Thursday, June 11, 2009
Frontenacthisweek.com Kingstonthisweek.com
Health
Lack of funding fails children who need it most
EMMA TAYLOR
Kingston This Week
Since 1993 the number of children across the
province needing mental health services has more than doubled from 73,153 to
201, 556, and there is no sign that these numbers are slowing.
In light of these sobering figures Pat McGregor,
intake worker at Pathways for Children and Youth, questions why the
government continually fails to fund children’s mental health agencies both
in Kingston and across the province.
Pathways services children from 0-18 in five
community site offices; Divisions St.
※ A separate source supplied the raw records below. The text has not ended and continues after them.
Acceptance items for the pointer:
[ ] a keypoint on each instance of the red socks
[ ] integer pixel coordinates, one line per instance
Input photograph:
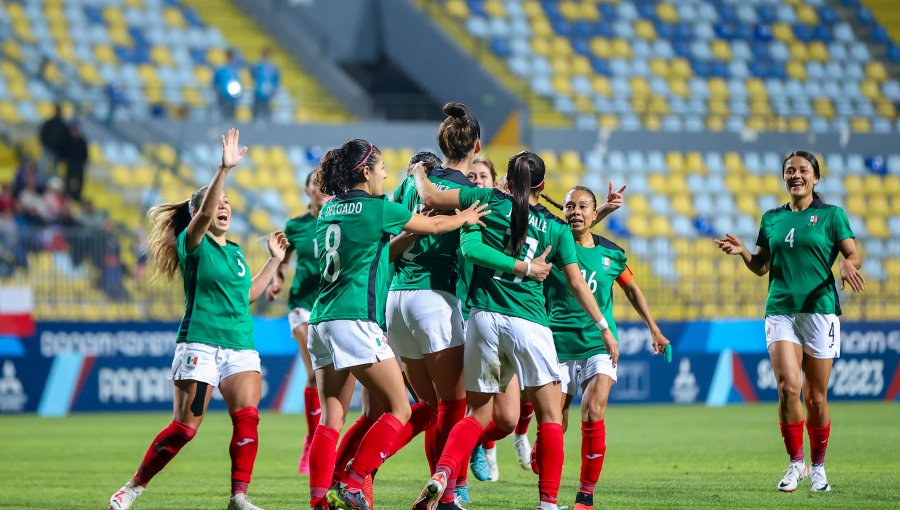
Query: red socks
(243, 448)
(375, 447)
(526, 411)
(492, 433)
(350, 445)
(165, 447)
(463, 438)
(312, 408)
(593, 451)
(422, 418)
(550, 458)
(818, 441)
(792, 433)
(321, 465)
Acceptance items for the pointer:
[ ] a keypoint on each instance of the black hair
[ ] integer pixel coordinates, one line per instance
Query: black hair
(524, 176)
(341, 168)
(458, 132)
(424, 157)
(811, 158)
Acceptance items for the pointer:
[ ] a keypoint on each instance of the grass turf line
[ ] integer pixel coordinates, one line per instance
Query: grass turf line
(658, 457)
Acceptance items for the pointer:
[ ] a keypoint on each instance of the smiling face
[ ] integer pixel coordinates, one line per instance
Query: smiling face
(799, 177)
(480, 174)
(580, 209)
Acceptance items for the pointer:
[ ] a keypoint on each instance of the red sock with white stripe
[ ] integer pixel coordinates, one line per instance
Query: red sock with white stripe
(244, 445)
(312, 408)
(593, 451)
(792, 433)
(165, 447)
(375, 447)
(350, 445)
(550, 458)
(321, 469)
(818, 442)
(526, 412)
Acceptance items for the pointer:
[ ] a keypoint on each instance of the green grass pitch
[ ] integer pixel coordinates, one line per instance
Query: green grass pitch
(658, 457)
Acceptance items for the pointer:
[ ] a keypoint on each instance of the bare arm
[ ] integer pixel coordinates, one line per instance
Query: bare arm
(201, 221)
(585, 298)
(850, 265)
(277, 246)
(636, 297)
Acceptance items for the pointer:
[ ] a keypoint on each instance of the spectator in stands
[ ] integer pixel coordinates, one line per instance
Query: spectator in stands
(227, 83)
(266, 77)
(54, 135)
(75, 154)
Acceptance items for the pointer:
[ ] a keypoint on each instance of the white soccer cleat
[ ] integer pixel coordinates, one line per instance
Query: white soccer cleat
(796, 471)
(523, 450)
(490, 455)
(819, 480)
(124, 497)
(240, 502)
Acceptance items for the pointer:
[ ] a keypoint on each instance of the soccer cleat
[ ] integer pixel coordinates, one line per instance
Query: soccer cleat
(368, 493)
(479, 465)
(303, 465)
(240, 502)
(346, 499)
(584, 501)
(462, 494)
(431, 494)
(819, 480)
(795, 472)
(490, 455)
(523, 450)
(124, 497)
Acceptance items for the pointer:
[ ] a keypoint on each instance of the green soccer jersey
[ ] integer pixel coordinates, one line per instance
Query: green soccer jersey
(803, 246)
(574, 333)
(431, 261)
(353, 233)
(216, 294)
(301, 233)
(506, 293)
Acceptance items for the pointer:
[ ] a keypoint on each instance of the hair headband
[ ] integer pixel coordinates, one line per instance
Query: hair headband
(361, 163)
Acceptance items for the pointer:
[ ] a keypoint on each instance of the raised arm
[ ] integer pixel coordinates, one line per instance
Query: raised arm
(278, 245)
(850, 265)
(757, 262)
(585, 298)
(231, 156)
(432, 197)
(636, 297)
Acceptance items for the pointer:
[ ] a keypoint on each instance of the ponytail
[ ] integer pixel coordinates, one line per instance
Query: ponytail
(168, 221)
(525, 174)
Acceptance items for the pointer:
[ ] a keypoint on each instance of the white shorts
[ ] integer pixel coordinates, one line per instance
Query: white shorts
(576, 373)
(346, 344)
(819, 334)
(298, 317)
(423, 322)
(498, 346)
(194, 361)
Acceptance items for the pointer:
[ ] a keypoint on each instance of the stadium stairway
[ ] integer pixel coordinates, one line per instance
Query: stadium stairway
(240, 30)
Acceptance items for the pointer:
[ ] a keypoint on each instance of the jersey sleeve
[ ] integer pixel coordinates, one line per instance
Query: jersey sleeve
(840, 226)
(468, 196)
(395, 217)
(565, 251)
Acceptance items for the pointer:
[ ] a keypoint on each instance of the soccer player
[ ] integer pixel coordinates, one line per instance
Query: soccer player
(346, 340)
(300, 233)
(215, 340)
(584, 361)
(797, 245)
(508, 327)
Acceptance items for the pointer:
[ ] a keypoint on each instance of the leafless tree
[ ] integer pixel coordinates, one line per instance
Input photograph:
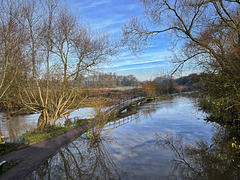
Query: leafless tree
(60, 48)
(210, 29)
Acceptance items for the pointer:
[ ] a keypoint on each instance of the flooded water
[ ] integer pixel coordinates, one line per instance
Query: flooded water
(161, 140)
(14, 127)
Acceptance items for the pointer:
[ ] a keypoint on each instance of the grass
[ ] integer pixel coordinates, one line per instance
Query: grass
(8, 165)
(36, 135)
(7, 147)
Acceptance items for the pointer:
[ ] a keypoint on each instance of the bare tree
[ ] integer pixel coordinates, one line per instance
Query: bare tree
(61, 48)
(11, 42)
(209, 34)
(211, 29)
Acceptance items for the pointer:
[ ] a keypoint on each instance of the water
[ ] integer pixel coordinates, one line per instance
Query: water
(161, 140)
(14, 127)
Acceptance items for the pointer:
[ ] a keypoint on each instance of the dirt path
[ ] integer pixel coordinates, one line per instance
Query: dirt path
(31, 157)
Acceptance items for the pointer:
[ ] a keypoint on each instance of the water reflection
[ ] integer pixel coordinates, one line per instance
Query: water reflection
(201, 160)
(79, 160)
(14, 127)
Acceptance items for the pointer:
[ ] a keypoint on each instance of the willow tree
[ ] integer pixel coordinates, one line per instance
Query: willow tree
(11, 41)
(208, 33)
(60, 48)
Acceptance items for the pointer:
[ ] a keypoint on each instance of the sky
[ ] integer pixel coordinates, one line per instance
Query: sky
(110, 15)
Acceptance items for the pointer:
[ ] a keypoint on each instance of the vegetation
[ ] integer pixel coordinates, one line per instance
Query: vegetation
(8, 166)
(7, 147)
(48, 48)
(208, 33)
(39, 135)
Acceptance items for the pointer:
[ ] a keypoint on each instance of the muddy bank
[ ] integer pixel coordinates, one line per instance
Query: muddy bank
(32, 156)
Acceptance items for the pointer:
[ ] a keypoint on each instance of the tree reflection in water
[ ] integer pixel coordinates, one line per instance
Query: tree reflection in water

Princes St. and Kingslake Plaza in
Kingston as well as Napanee and Sydenham Children could have anything from a
diagnosed condition of autism to psychosis or simply a case of struggling in
school because a learning disability hasn’t been identified.
McGregor said that when Deborah Matthews, the
Minister of Children and Youth Services came into office on October 30, 2007
she gave a small funding increase.
“Well, it hasn’t held us because we haven’t had
an increase in over 13 years. What she gave us didn’t even plug the hole.”
Despite the fact that there have been increases
in rent, hydro and gas, there have been no funding increases and the budget
has been completely frozen, she said.
Not enough money means not enough staff to
handle the increased referrals Pathways has experienced since the economic
recession has begun. “We don’t have the capacity to deal with it, so we are
developing wait lists. That wait list interferes with how quickly we can
respond to the community.”
McGregor said that can have far-reaching impacts
in the community and programs that those children may be associated with,
including flashback into the school system.
The lack of investment puts the community at
risk and it becomes a mental health issue, said McGregor.
“When they knock on our door they need the help
now, and we have to be able to say we’re here now, not six weeks down the
road. I think it’s a real slap to our kids that they don’t deserve people to
be there in a time of crisis.”
Laura Dugan, Senior Communications Advisor for
the Office of the Honourable Debora Matthews, said that they are working to
create a children’s mental health system that delivers what children need,
when they need it, as close to home as possible.
“After years of frozen funding by previous
governments, our government provided children’s mental health agencies with
the first base funding increase in over a decade in 2004/05 and another
$24.5 million in 2007/08,” said Dugan.
Increase funding has also been provided for
enhanced and expanded children and youth mental health services every year
from 2004/05 to 2008/09, totally $38.2 million, she said.
McGregor said that money has gone primarily to
funding for autism which has had a very high profile. “Which it should
because they weren’t getting what they needed, but the core funding hasn’t
been increase.”
Theresa Babcock is a mother of four, and her
youngest son who is now a teenager was diagnosed with ADHD at age two.
Luckily, Babcock was seen within six weeks of referral. Pathways has
supported both her son and her family through crisis periods including the
illness and death of her middle son.
“If Pathways hadn’t been there, family breakdowns would have
happened easily and I was really grateful that it happened quickly,” she
said.
Babcock gets very angry at what she says is the
government’s lack of concern for the people that work within the field of
children’s mental health services, “it is our children who can end up within
the legal system and God forbids in the penal system. You are talking about
not investing funds to children’s mental health services, and it is out kids
that fall through the cracks.”
She said that statistic have proven that it’s
far more expensive to warehouse a person who has entered into criminal
activity than it is to create the funds to pay for the front line people
that are dealing with children’s mental health services.